An old adobe homestead sits in Lake Valley, just southwest of Truth or Consequences. Photograph by Andrew Kornylak.
A CENTURY'S WORTH OF PRAYERS bolster the restored adobe chapel at the Lake Valley Historic Town Site. Other ruins and rescues from its silver-mining heyday abound in this Bureau of Land Management–owned acreage 48 miles southwest of Truth or Consequences. The town welcomes visitors year-round, Thursdays through Mondays (hours can vary), but, says Kendra Madrid, chief of cultural and recreation programs for the BLM’s Las Cruces office, you can walk around the gate on other days. Go on official days to get inside the restored schoolhouse museum. “To see the way students used to sit, the markings they made on their desks, you get a feeling of nostalgia,” she says.
The road to Mogollon, 75 miles northwest of Silver City, is rough enough that high-clearance vehicles are recommended, and the town opens only on Saturdays and Sundays (plus Monday holidays) between May and October.

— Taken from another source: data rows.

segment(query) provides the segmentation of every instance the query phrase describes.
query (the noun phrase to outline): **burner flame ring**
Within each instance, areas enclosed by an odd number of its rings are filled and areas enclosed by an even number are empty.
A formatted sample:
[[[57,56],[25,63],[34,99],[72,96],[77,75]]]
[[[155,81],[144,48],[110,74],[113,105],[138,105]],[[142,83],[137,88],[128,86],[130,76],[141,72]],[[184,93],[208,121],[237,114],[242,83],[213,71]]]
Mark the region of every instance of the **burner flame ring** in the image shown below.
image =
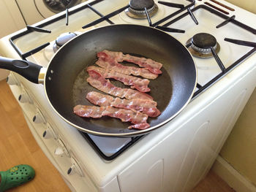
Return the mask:
[[[158,6],[157,4],[154,4],[154,6],[150,8],[147,9],[148,15],[150,17],[152,17],[154,15],[157,10],[158,10]],[[146,12],[144,10],[136,10],[132,9],[131,7],[126,9],[124,10],[124,12],[130,18],[135,18],[135,19],[145,19],[147,18],[146,15]]]
[[[195,51],[197,51],[199,53],[200,53],[201,54],[210,54],[211,53],[211,48],[200,48],[200,47],[198,47],[197,46],[195,46],[192,41],[191,40],[191,48],[192,48],[193,50],[195,50]],[[217,43],[213,47],[214,50],[217,50]]]

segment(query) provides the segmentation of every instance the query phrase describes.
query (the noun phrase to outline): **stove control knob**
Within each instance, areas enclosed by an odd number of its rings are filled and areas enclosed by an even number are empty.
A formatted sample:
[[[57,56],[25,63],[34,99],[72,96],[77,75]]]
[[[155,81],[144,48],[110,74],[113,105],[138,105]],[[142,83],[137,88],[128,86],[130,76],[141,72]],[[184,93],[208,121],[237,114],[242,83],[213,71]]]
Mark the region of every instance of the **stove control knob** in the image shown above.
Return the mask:
[[[46,120],[44,116],[42,115],[41,111],[37,108],[37,113],[33,117],[33,122],[35,123],[45,123]]]
[[[25,90],[22,92],[20,95],[19,95],[18,99],[20,103],[25,104],[25,103],[29,103],[32,104],[33,100],[30,98],[29,95]]]
[[[75,158],[71,158],[71,162],[72,162],[72,166],[67,169],[67,174],[72,175],[74,174],[78,174],[80,177],[83,177],[83,173],[82,172],[82,169],[80,168],[78,164],[77,161],[75,160]]]
[[[42,137],[44,137],[45,139],[53,138],[54,139],[56,139],[57,135],[55,133],[52,126],[48,123],[47,123],[46,126],[47,126],[47,128],[43,132]]]
[[[20,82],[17,80],[17,79],[12,73],[10,73],[10,74],[8,75],[7,78],[7,82],[10,85],[20,85]]]
[[[58,139],[57,140],[58,143],[59,144],[59,147],[58,147],[55,151],[54,151],[54,154],[56,155],[60,155],[60,156],[63,156],[63,155],[66,155],[67,157],[70,157],[69,153],[67,150],[65,145],[63,143],[63,142],[60,139]]]

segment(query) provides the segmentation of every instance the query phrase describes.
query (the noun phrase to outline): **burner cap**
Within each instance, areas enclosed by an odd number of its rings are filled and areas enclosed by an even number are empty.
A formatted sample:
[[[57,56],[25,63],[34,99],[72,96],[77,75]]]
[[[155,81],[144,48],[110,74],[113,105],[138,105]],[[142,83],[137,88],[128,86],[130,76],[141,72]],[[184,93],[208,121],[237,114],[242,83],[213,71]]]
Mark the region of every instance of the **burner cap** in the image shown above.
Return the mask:
[[[211,34],[206,33],[200,33],[193,36],[192,42],[200,48],[210,48],[214,47],[217,41]]]
[[[158,6],[153,0],[131,0],[129,2],[129,7],[124,12],[130,18],[135,19],[145,19],[147,18],[145,7],[147,9],[149,17],[154,15]]]
[[[135,10],[144,10],[144,8],[149,9],[154,5],[153,0],[131,0],[129,3],[130,7]]]
[[[59,36],[53,45],[54,53],[56,52],[59,49],[59,47],[61,47],[63,45],[64,45],[66,42],[67,42],[76,36],[76,34],[72,32],[64,33]]]
[[[198,58],[211,58],[213,54],[211,50],[212,47],[217,53],[220,50],[219,44],[211,34],[200,33],[194,35],[186,42],[186,45],[191,45],[188,50],[191,54]]]

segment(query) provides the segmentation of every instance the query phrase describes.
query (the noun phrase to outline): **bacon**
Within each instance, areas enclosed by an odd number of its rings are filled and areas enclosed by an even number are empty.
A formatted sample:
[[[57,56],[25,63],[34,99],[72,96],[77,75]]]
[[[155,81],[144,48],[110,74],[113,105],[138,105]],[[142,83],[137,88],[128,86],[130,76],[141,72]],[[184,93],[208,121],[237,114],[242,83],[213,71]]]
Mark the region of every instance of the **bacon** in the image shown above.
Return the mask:
[[[77,105],[73,109],[74,113],[83,118],[99,118],[109,116],[119,118],[122,122],[131,122],[135,124],[128,128],[145,129],[150,126],[147,123],[148,115],[140,112],[135,112],[124,109],[117,109],[110,106],[96,107],[88,105]]]
[[[87,68],[87,71],[94,70],[100,73],[105,78],[113,78],[122,82],[124,85],[131,85],[132,88],[136,88],[140,92],[148,92],[148,87],[149,80],[148,79],[140,79],[134,76],[124,74],[114,70],[105,69],[101,67],[91,66]]]
[[[157,117],[161,112],[157,108],[157,103],[152,100],[144,99],[121,99],[99,92],[91,91],[87,93],[86,99],[92,104],[101,107],[115,107],[127,110],[136,110],[148,115],[149,117]]]
[[[97,72],[89,70],[88,72],[90,77],[87,78],[87,82],[94,88],[104,93],[120,98],[126,98],[127,99],[140,99],[153,100],[151,96],[145,93],[141,93],[130,88],[116,87]]]
[[[98,54],[99,55],[99,54]],[[99,58],[95,63],[97,65],[108,69],[110,69],[118,72],[126,74],[133,74],[135,76],[141,76],[144,78],[154,80],[158,77],[158,74],[151,73],[145,68],[139,68],[131,66],[124,66],[116,60],[105,60],[103,58]]]
[[[103,58],[104,61],[115,60],[117,62],[126,61],[137,64],[139,66],[144,67],[154,74],[162,74],[160,69],[162,64],[151,58],[135,57],[129,54],[124,55],[121,52],[109,51],[107,50],[98,53],[97,56]]]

The Silver Creek Inn is taking the summer off, but day-trippers can still hit the Old Kelly Store, Purple Onion Cafe, and Mogollon Museum. (Cresta Terrell, volunteer manager of the store, highly recommends the café’s green chile cheeseburger.)
Hispanic farmers founded Cuchillo, 15 miles northwest of Truth or Consequences, which was a stage stop and trading center for nearby miners. People still live there—“35 on a good day,” says artist Josh Bond, a local renovator who also operates the Breaking Bed and Breakfast RV and appeared on an episode of the History Channel’s American Pickers. “We call it a living ghost town—it’s private property, but there are photo ops.”